U.S. involvement in World War I
— Ashley Pauls
By the time the United States declared war on Germany and formally entered World War I in 1917, the conflict had already been raging on the other side of the globe for three long, difficult years. Though it was called the Great War, or the “War to End All Wars,” seeds sewn in this conflict led to a second World War a mere two decades later.
Although tensions had been rising for some time in 1900s Europe, the event that triggered the first World War was the assassination of Archduke Franz Ferdinand of Austria, heir to the throne of Austria-Hungary. The war eventually cost the lives of more than nine million soldiers and seven million civilians.
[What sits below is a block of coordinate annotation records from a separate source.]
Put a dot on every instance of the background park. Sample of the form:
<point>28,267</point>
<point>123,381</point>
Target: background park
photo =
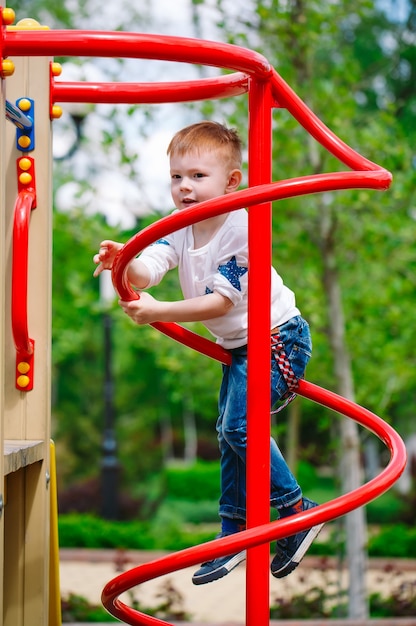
<point>134,425</point>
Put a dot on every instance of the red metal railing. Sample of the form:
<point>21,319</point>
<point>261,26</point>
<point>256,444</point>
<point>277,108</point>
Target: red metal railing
<point>268,532</point>
<point>265,88</point>
<point>26,201</point>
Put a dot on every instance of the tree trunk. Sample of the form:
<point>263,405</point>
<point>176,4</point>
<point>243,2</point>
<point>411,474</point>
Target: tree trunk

While the United States originally took a neutral position in the war, the conflict soon began to spread across the Atlantic. In 1915, a German U-boat sunk a British liner, called the Lusitania, that was carrying 128 U.S. citizens. German submarines continued to attack American ships, and British intelligence intercepted a telegram from Germany seeking an alliance with Mexico.
The United States officially entered World War I on April 6, 1917. More than four million American families sent their sons and daughters to serve in uniform. A total of 116,516 U.S. soldiers gave their lives in combat, and another 200,000 were wounded, a casualty rate even greater than in World War II.
Kansas State University’s World War I Memorial Stadium serves as a memorial to the 48 K-Staters who sacrificed their lives in this conflict. Identical plaques commemorating the veterans are located on the south ends of both West Stadium and East Stadium.